Concernant les demandes du secteur de la gestion d'actifs, notre principal souci est simple : nous avons besoin d'être compétitifs. Or la taxe sur les transactions financières ou la taxe sur les salaires constituent des désavantages comparatifs car les autres pays européens n'ont pas de tels dispositifs fiscaux. Le secteur financier n'a que très peu de contraintes liées à la géographie d'un territoire : la finance est très mobile et, si les conditions ne sont plus réunies pour exercer des activités financières de façon compétitive sur un territoire donné, les entreprises du secteur iront s'installer ailleurs. De façon plus concrète, je pense qu'un élargissement du crédit d'impôt recherche, afin d'en permettre une application accrue à la recherche financière, serait bienvenu. Cette originalité française constitue un atout, comme j'ai pu le constater lors de mes échanges avec des acteurs américains ou anglais. Cette mesure, dont le coût serait limité, pourrait avoir un effet d'entrainement important. Un autre point important est la flexibilité : quand le Royaume-Uni sera sorti du périmètre d'application de la directive Bolkenstein, il pourrait être opportun de prévoir des contrats de détachement d'une durée supérieure à deux ans en les réservant aux plus hautes rémunérations, car il ne s'agit pas d'ouvrir la porte au dumping social. Ces deux modifications permettraient de faire sauter quelques verrous, en partie psychologiques.
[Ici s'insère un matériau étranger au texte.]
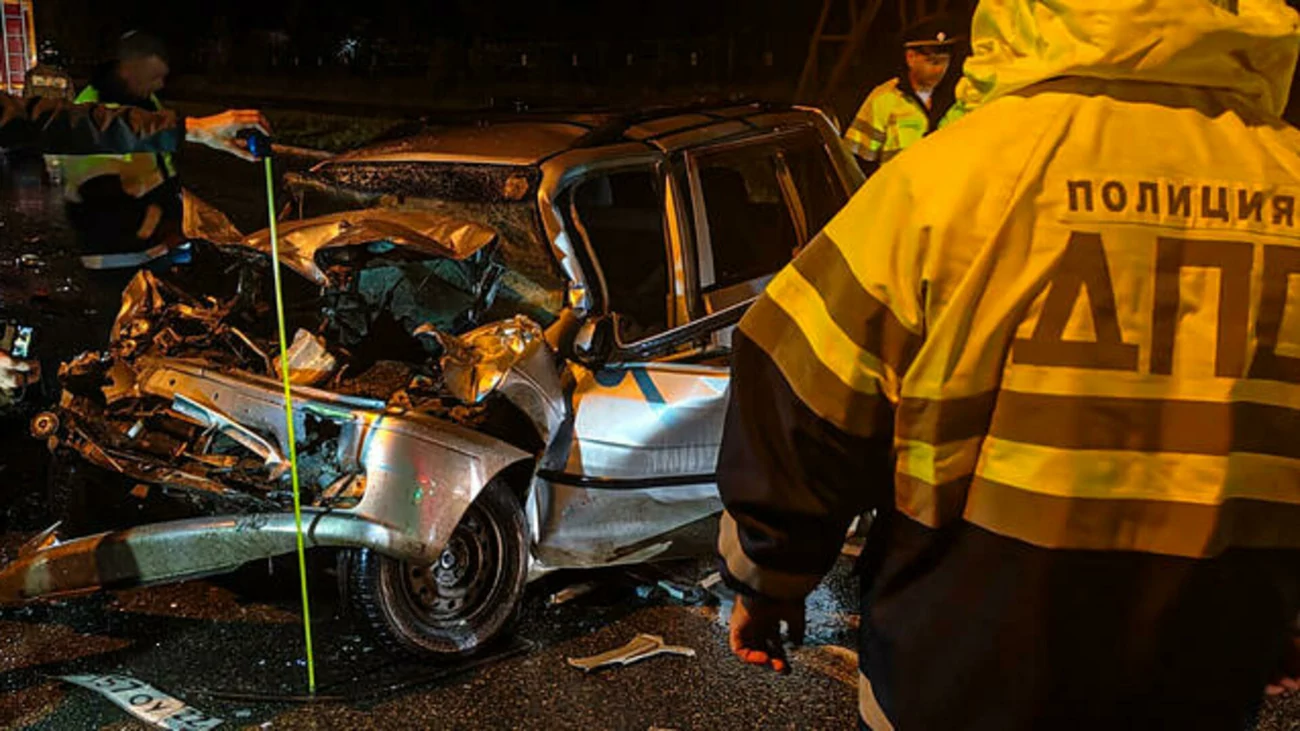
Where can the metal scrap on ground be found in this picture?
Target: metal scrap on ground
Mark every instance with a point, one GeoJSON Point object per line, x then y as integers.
{"type": "Point", "coordinates": [642, 647]}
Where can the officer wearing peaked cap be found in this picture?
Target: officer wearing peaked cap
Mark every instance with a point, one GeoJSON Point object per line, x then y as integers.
{"type": "Point", "coordinates": [918, 102]}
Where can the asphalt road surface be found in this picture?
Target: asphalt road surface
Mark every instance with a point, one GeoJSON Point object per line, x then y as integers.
{"type": "Point", "coordinates": [232, 647]}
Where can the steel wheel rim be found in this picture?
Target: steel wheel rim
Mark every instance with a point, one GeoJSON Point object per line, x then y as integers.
{"type": "Point", "coordinates": [458, 585]}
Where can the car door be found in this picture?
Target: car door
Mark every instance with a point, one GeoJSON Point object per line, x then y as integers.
{"type": "Point", "coordinates": [638, 465]}
{"type": "Point", "coordinates": [757, 202]}
{"type": "Point", "coordinates": [638, 454]}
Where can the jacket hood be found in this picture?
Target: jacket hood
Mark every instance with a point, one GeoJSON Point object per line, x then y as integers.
{"type": "Point", "coordinates": [1242, 46]}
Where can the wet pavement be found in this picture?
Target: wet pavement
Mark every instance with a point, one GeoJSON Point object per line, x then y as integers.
{"type": "Point", "coordinates": [232, 645]}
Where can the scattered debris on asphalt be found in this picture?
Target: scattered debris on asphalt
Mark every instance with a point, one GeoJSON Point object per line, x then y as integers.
{"type": "Point", "coordinates": [570, 593]}
{"type": "Point", "coordinates": [642, 647]}
{"type": "Point", "coordinates": [146, 703]}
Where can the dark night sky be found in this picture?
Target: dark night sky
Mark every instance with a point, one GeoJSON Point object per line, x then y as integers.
{"type": "Point", "coordinates": [72, 22]}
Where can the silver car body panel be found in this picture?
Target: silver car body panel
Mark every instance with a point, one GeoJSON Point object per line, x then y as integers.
{"type": "Point", "coordinates": [629, 449]}
{"type": "Point", "coordinates": [417, 474]}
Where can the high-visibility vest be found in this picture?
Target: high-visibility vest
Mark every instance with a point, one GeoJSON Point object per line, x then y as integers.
{"type": "Point", "coordinates": [889, 121]}
{"type": "Point", "coordinates": [139, 172]}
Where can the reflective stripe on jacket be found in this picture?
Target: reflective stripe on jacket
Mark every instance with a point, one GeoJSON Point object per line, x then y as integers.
{"type": "Point", "coordinates": [1058, 349]}
{"type": "Point", "coordinates": [138, 172]}
{"type": "Point", "coordinates": [889, 121]}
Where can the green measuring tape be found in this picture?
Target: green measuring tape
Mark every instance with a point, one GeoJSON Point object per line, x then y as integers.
{"type": "Point", "coordinates": [289, 423]}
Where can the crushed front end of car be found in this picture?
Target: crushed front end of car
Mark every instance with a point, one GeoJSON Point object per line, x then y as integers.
{"type": "Point", "coordinates": [399, 385]}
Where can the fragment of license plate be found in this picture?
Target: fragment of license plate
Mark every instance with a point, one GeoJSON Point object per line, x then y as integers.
{"type": "Point", "coordinates": [146, 703]}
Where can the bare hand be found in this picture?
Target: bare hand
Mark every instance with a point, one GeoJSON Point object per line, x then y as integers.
{"type": "Point", "coordinates": [219, 130]}
{"type": "Point", "coordinates": [17, 373]}
{"type": "Point", "coordinates": [755, 630]}
{"type": "Point", "coordinates": [1288, 678]}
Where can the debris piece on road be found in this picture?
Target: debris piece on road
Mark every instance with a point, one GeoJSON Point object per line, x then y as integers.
{"type": "Point", "coordinates": [641, 647]}
{"type": "Point", "coordinates": [146, 703]}
{"type": "Point", "coordinates": [684, 593]}
{"type": "Point", "coordinates": [570, 593]}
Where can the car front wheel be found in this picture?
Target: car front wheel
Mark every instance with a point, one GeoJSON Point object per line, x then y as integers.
{"type": "Point", "coordinates": [456, 604]}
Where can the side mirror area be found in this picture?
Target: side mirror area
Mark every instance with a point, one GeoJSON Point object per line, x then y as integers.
{"type": "Point", "coordinates": [594, 341]}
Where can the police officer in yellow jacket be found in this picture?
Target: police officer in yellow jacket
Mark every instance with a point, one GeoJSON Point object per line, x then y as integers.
{"type": "Point", "coordinates": [126, 208]}
{"type": "Point", "coordinates": [1056, 349]}
{"type": "Point", "coordinates": [918, 102]}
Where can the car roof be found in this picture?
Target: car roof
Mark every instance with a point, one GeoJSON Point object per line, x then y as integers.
{"type": "Point", "coordinates": [536, 138]}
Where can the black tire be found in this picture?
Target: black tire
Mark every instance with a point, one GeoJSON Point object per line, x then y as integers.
{"type": "Point", "coordinates": [456, 605]}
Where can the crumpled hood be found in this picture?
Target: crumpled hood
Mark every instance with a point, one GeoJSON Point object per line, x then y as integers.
{"type": "Point", "coordinates": [1251, 51]}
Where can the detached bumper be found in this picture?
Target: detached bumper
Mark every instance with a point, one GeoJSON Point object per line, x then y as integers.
{"type": "Point", "coordinates": [186, 549]}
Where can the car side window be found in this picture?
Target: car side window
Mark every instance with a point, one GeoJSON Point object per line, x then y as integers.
{"type": "Point", "coordinates": [814, 176]}
{"type": "Point", "coordinates": [622, 217]}
{"type": "Point", "coordinates": [750, 229]}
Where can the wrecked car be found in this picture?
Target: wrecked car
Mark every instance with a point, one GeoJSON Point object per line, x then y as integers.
{"type": "Point", "coordinates": [508, 354]}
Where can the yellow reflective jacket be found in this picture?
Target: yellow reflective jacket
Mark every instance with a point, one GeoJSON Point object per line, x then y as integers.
{"type": "Point", "coordinates": [139, 172]}
{"type": "Point", "coordinates": [892, 120]}
{"type": "Point", "coordinates": [1058, 347]}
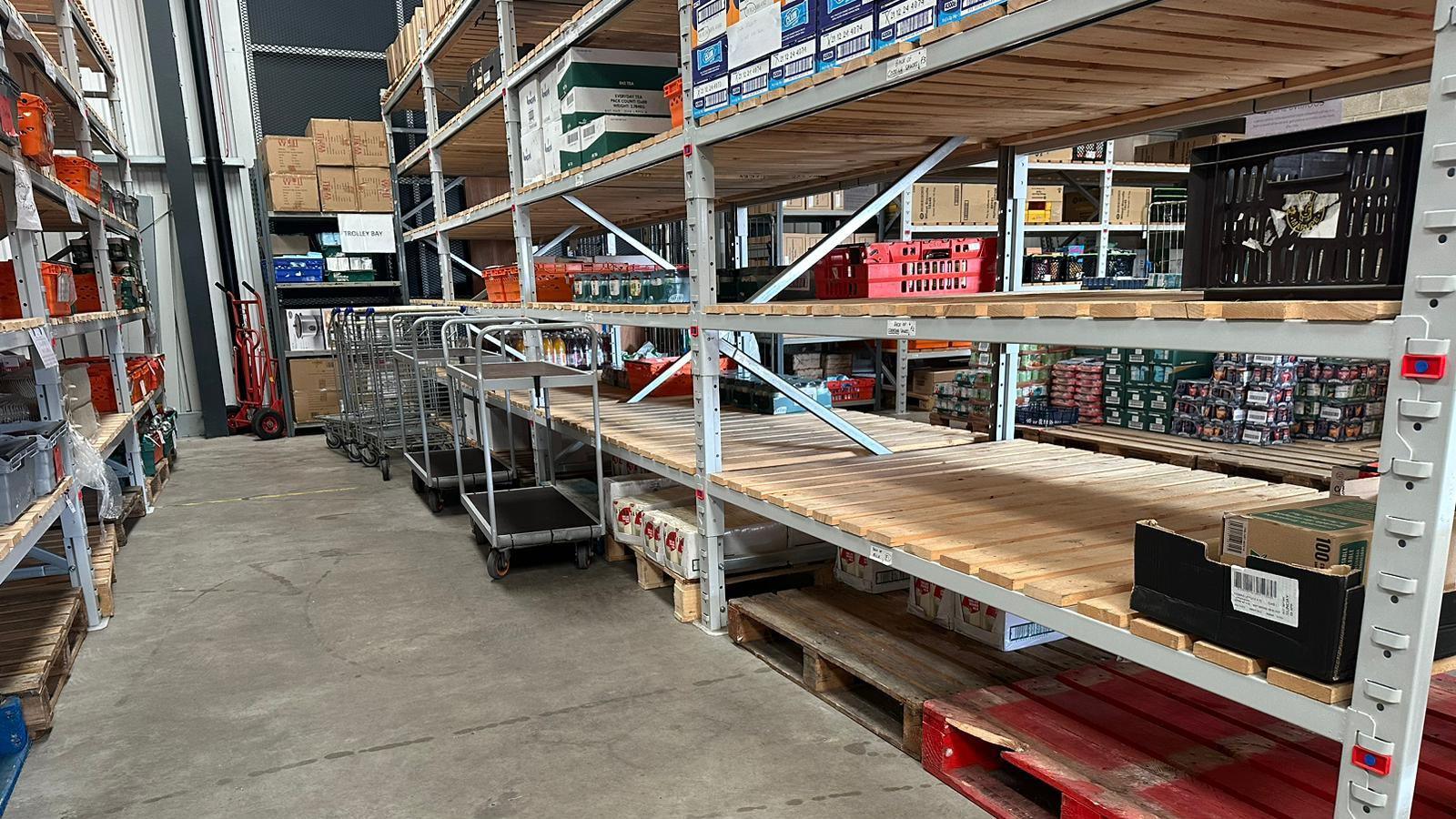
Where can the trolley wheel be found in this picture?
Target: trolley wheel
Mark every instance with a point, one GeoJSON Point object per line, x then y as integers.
{"type": "Point", "coordinates": [499, 562]}
{"type": "Point", "coordinates": [268, 424]}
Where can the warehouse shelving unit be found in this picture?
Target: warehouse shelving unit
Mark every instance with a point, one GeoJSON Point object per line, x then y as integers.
{"type": "Point", "coordinates": [46, 47]}
{"type": "Point", "coordinates": [1056, 73]}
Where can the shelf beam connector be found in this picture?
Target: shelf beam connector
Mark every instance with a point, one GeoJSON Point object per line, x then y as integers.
{"type": "Point", "coordinates": [854, 223]}
{"type": "Point", "coordinates": [803, 399]}
{"type": "Point", "coordinates": [619, 232]}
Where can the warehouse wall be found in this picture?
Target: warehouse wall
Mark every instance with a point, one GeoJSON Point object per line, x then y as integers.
{"type": "Point", "coordinates": [121, 24]}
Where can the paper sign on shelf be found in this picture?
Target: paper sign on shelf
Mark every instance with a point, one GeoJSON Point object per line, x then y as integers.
{"type": "Point", "coordinates": [906, 65]}
{"type": "Point", "coordinates": [900, 329]}
{"type": "Point", "coordinates": [26, 217]}
{"type": "Point", "coordinates": [46, 346]}
{"type": "Point", "coordinates": [368, 232]}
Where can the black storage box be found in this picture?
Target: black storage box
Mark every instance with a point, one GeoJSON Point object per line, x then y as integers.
{"type": "Point", "coordinates": [1312, 215]}
{"type": "Point", "coordinates": [1179, 586]}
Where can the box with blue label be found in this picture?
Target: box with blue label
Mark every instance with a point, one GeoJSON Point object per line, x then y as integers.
{"type": "Point", "coordinates": [798, 33]}
{"type": "Point", "coordinates": [846, 29]}
{"type": "Point", "coordinates": [298, 268]}
{"type": "Point", "coordinates": [951, 11]}
{"type": "Point", "coordinates": [899, 21]}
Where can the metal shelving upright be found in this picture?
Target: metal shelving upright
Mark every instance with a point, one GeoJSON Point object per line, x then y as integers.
{"type": "Point", "coordinates": [38, 205]}
{"type": "Point", "coordinates": [1392, 44]}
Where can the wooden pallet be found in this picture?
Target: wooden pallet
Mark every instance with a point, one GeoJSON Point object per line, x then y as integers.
{"type": "Point", "coordinates": [1305, 462]}
{"type": "Point", "coordinates": [688, 602]}
{"type": "Point", "coordinates": [41, 632]}
{"type": "Point", "coordinates": [1118, 741]}
{"type": "Point", "coordinates": [870, 659]}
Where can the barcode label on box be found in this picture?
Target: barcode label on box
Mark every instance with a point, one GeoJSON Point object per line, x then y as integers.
{"type": "Point", "coordinates": [900, 329]}
{"type": "Point", "coordinates": [1264, 595]}
{"type": "Point", "coordinates": [1235, 540]}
S'agissant du périmètre des activités transférées, il faut d'abord noter que la gestion d'actifs est un secteur encadré par une réglementation très stricte. Ainsi, non seulement les entreprises doivent disposer d'un passeport de société de gestion, mais les produits aussi doivent bénéficier d'un passeport. Il y a donc un double passeport : pour les sociétés de gestion d'actifs d'une part, pour les actifs eux-mêmes d'autre part. La directive « Undertakings for Collective Investment in Transferable Securities », dite UCITS, qui régule l'immense majorité des OPCVM en Europe, n'a pas prévu de régime pour les pays tiers : il va donc falloir l'inventer.
Les Britanniques ont tout de suite pensé à contourner ce problème en installant à Dublin ou à Luxembourg des entités « boîte aux lettres » qui bénéficieraient du passeport et le transfèreraient à leur produit. Selon nous, un des éléments-clés de la négociation va être d'éviter qu'on accède au passeport européen à travers une simple boîte aux lettres, et qu'il faille justifier de ressources de gestion et des ressources de contrôle en nombre suffisant pour l'obtenir. Soyons clairs : sur ce point, les intérêts de Paris ne sont pas forcément alignés avec ceux de Dublin ou de Luxembourg. Nous allons donc devoir y travailler.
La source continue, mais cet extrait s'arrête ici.